His screenplays have received notice in a number of national competitions and fellowships, including multiple Quarterfinalist and Semifinalist placements in the Motion Picture Academy Nicholl Fellowship, Austin Screenplay and Television pilot competitions and the Sundance Screenwriter’s Lab. His script of “Reunion” was awarded the Silver Prize in Comedy by the Page International Screenplay Competition. His most recent project, the animated television pilot “Urban Defender,” written with co-creator Will Griffin and based on an original IP comic, is currently in development, as is his next feature project, “The Request,” a dark Crime Thriller set in a corrupt, modern day America.
Director´s Statement
Who would you be if no one knew who you really were? Growing up as a first generation Korean American, I spent much of my early life operating between two cultures - the world of tradition and the world of expectation. Juggling identities in each, I found myself trapped between both, a home where Korean custom was followed and a world outside where punishment was meted out harshly for being “different.” Within this universe I would occasionally be mistaken for someone else - “another Asian” or a “model minority” - even though my behavior as a rebellious teen reflected anything but. Clashing with authority while embracing American mainstream culture, I found myself wondering what it might be like if everyone perceived me as someone I was not and what the repercussions - both comedic and serious - might be.

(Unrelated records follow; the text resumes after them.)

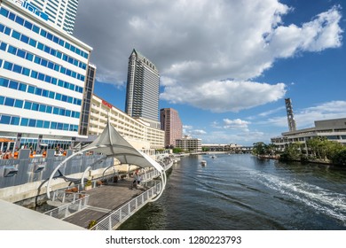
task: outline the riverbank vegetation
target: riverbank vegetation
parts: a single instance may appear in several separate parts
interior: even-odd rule
[[[320,162],[346,167],[346,146],[326,137],[314,137],[306,143],[287,143],[283,151],[273,143],[258,142],[254,143],[252,153],[282,161]]]

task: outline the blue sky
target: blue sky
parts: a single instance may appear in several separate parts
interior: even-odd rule
[[[160,108],[202,143],[270,143],[346,117],[342,0],[80,0],[75,35],[93,47],[94,93],[124,111],[133,48],[161,74]]]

Out of these speculations, an idea morphed into a comedic fantasy about mistaken identity at a high school reunion, the basis for the screenplay Reunion, the underdog story of Guy Park, a dutiful Asian American son of deceased immigrant parents, working at a failing funeral home for his unsympathetic taskmaster stepfather. One night he takes a chance by attending his high school reunion to revisit his past and, hopefully, to discover a different future.
The story is a modern twist on the Cinderella tale of being forgotten, while trying to remember the promise of what once might have been. Reunion chronicles the gathering of former high school jocks, prom queens, class presidents and fading movie stars, along with the "less cool” invisible kids, twenty years after graduation, surrounded for one night by reminders of what their potential once was while searching for their elusive “American Dream,” and focusing their fading ambitions on one Ellison Loudermilk, the mysterious billionaire whom Guy is mistaken for.
Filled with equal parts humor, hubris and despair, Reunion is the “What If” siren song of every man and woman chasing the disappearing horizon of their own promise. The film speaks to all of us who have ever been invisible in a room or a crowd, unseen by those around us, and the comedy and pathos of being misidentified, even for a moment, while imagining what might have been and looking for one last chance at redemption.